Extra pressure could be put on Wolverhampton’s New Cross Hospital after steps were made for the trust that runs scandal-hit Stafford Hospital to be placed into special administration.
Two of the hospital’s bosses, Dr Lynne Hulme and Eleanor Chumley-Roberts, have now stepped down from the board after health regulator Monitor announced that it had begun steps to put the trust into special administration in a bid to “safeguard services” for patients.
But there were fresh concerns today that any cut in services at Stafford and Cannock would put even more pressure on New Cross, as well as Walsall Manor.
It is believed that Stafford’s accident and emergency, maternity and paediatric departments will cease to exist and that those services will be split between New Cross, Walsall Manor and University Hospital of North Staffordshire, in Stoke-on-Trent.
David Loughton, the chief executive of the Royal Wolverhampton NHS Trust, which runs New Cross, did not confirm which services the hospital may take on, but said discussions were ongoing.
He added: “We have been in discussions with the people who are doing the work on reshaping services at Stafford but there’s no conclusion reached as yet. Things will be decided in the next few weeks.”
New Cross is already overflowing with too many patients in its A&E department.
It is currently seeing 40,000 more patients per year than the department was designed to take and is facing a fine of £750,000 for failing to meet target times because of the volume of patients.
More than 350 patients a day descended on the department during the busiest weeks over Christmas and Mr Loughton has previously called it “unfit for purpose”.
Around £1 million was spent last year on bringing the department up to scratch ahead of a new £25m A&E service being opened in 2015.
Since the news that Stafford Hospital’s trust could be put into special administration, a question marks hang over some Stafford Hospital services, with fears some units, such as accident and emergency, may move.
But Stafford MP Jeremy Lefroy said he is ready to oppose A&E moving to hospitals in the Black Country.
Services rumoured to be going include A&E and Children’s Special Services.
“There’s a case for Children’s Special Services going to a bigger centre such as New Cross, but A&E absolutely has to stay where it is,” said Mr Lefroy.
“The Monitor report comes out on Tuesday, which will be guidance for the Trust Special Administrator, but it will then go to the Secretary of State, who can either reject or accept it.”
Mr Lefroy says he has a separate report on the trust alongside his working group, assessing what services should be retained.
“We say A&E is absolutely critical at Stafford. Other places couldn’t cope with it were the service to be moved, and Stafford and Cannock people would have to go much further afield for emergencies than I think is safe. Secondly, we’re saying the intensive care unit is also vital for the hospital.”

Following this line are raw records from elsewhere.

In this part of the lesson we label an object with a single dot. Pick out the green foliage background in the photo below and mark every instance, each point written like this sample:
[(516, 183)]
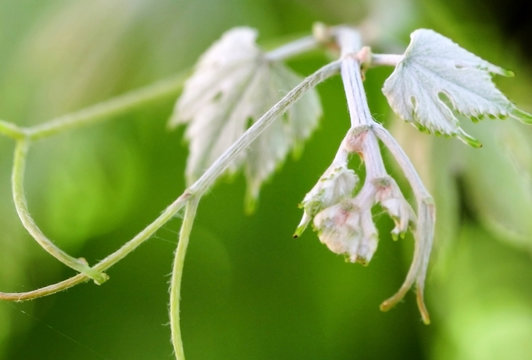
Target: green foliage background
[(250, 291)]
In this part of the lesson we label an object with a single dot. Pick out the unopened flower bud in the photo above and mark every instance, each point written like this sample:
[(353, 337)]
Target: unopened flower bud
[(349, 230), (336, 184), (389, 196)]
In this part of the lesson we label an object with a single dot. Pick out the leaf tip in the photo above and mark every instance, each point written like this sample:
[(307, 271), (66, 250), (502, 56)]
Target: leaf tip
[(468, 139), (522, 116)]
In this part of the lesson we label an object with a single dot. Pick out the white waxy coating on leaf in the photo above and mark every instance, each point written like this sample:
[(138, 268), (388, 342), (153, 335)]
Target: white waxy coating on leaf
[(232, 86), (437, 82)]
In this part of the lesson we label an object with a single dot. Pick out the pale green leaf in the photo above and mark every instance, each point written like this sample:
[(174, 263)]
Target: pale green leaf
[(233, 84), (437, 82)]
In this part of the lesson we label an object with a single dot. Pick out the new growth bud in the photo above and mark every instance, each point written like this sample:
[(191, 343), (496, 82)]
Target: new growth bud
[(336, 184)]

In a report to the Walsall Healthcare NHS Trust presented yesterday, its chief executive Richard Kirby said: “Monitor’s Contingency Planning Team (CPT) have now reported on the future viability of Mid Staffordshire NHS Foundation Trust, concluding that the trust is not viable in the long term as an independent organisation.
“Since the last board meeting, we have continued to work with the CPT on options for providing services to the population currently served by Mid Staffordshire NHS Foundation Trust, especially in and around Cannock.
“Neighbouring trusts in Wolverhampton, Burton and Stoke have also been part of this work. Discussions to date with the Cannock Clinical Commissioning Group have stressed their interest in models of care that support the care of people in their own homes wherever possible.” MPs and council bosses have pledged to fight for services at both Stafford and Cannock hospitals.
First steps have been taken in the process of putting the Mid Staffordshire trust into the hands of administrators.
MPs in Staffordshire said it was now “crunch time” and they had to make a strong case to make sure emergency, acute and elective services were retained.
But news that watchdog Monitor has started a consultation over administration has sparked fresh fears for the future of the trust and its services. The blow comes weeks after the Francis Report laid bare the full scale of poor care at the trust between 2005 and 2008, which led to the deaths of up to 1,200 people at Stafford.